Khusus untuk rumah, pembangunannya diawasi ketat melalui Peraturan Tata Bangunan Kota. Aparat birokrasi pemerintah, betul-betul menegakkan peraturan, tak mau kompromi dalam menindak pelanggaran dan tak bisa disuap. Oleh karena itu, berdirilah rumah-rumah yang bentuknya sangat khas dan unik seperti bergaya klasik, oud indische stijl, art deco, dan gaya villa Eropa di alam tropis.
Karsten juga merancang fasilitas penunjang pemukiman dengan:
- fasilitas kesehatan, yaitu Elizabeth Ziekenhuis (RS Elizabeth) dan Ooglijdershospital (RS Mata William Both),
- fasilitas pendidikan yaitu Van Deventer School dan Neutrale School Huevel,
- fasilitas olahraga berupa lapangan, tempat peribadatan yaitu gereja, taman yaitu Raadsplein (Taman Diponegoro)
- sarana dan prasarana penunjang seperti air, gas, kantor telepon, dan
- sarana transportasi publik untuk menghubungkan Candi Baru dengan Kota Semarang Lama.
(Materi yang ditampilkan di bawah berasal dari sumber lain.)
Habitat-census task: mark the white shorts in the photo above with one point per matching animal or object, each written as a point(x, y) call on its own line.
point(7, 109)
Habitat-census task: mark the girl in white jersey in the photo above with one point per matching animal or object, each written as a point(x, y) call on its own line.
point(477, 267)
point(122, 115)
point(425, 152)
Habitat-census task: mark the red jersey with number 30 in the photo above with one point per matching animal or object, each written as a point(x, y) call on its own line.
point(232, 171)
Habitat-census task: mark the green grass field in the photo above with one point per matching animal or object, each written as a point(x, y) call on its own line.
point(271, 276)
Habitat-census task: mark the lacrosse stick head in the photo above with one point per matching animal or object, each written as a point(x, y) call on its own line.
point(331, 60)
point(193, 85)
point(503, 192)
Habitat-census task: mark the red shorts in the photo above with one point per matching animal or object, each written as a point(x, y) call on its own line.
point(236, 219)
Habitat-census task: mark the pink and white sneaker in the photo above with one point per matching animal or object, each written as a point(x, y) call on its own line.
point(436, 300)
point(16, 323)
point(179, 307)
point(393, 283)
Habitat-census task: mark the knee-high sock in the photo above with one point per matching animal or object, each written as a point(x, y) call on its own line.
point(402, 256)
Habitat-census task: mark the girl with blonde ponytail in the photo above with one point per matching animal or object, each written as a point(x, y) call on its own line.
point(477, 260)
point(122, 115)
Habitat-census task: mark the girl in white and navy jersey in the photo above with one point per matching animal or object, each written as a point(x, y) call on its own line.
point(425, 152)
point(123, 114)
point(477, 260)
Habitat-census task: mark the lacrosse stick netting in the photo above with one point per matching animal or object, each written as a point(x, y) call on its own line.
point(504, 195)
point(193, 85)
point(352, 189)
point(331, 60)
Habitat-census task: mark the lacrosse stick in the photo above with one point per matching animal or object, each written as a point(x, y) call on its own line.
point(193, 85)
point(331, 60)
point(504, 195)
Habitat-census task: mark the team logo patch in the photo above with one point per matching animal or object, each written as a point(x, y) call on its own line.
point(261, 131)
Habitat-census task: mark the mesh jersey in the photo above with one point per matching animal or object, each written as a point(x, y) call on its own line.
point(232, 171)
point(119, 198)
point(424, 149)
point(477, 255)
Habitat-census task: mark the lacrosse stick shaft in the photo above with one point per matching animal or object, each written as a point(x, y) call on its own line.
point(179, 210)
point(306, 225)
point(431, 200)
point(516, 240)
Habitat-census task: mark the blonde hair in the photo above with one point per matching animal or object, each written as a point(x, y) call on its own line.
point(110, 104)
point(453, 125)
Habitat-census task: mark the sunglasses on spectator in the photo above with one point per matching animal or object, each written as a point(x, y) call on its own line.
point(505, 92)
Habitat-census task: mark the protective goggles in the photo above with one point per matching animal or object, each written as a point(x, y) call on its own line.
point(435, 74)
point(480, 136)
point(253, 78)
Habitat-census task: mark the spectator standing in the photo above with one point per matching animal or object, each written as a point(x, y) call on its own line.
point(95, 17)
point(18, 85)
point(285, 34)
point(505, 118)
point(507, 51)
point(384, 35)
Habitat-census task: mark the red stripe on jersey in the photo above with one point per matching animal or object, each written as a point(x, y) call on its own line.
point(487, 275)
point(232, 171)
Thomas Karsten sangat memperhatikan keberadaan ruang terbuka hijau berupa taman-taman, karena memang ingin mengedepankan fungsi kawasan ini sebagai “kota taman”. Beberapa taman skala lingkungan maupun skala kota dapat dijumpai di sekitar Jalan Merapi, Jalan Dieng, sekitar makam Belanda atau Ereveld Candi, Taman Diponegoro, dan taman lain dalam skala yang lebih kecil.
Berada pada perbatasan antara Semarang bawah dan Semarang atas menjadikan semua rumah di Candi Baru mempunyai panorama sangat indah: ke selatan menghadap ke Gunung Ungaran, ke utara menghadap birunya Laut Jawa. Konsep tersebut, menurut Andy Siswanto dari Teknik Arsitektur Universitas Diponegoro, bertolak belakang dengan rencana induk kebanyakan perumahan modern, yang kawasan huniannya dibikin tak ubahnya seperti papan catur: tanah diratakan, dipetak-petak, berhadap-hadapan, serta tidak ada jarak antara bangunan satu dan lainnya. "Pada konsep perumahan modern, nuansa asri yang alami hilang sama sekali."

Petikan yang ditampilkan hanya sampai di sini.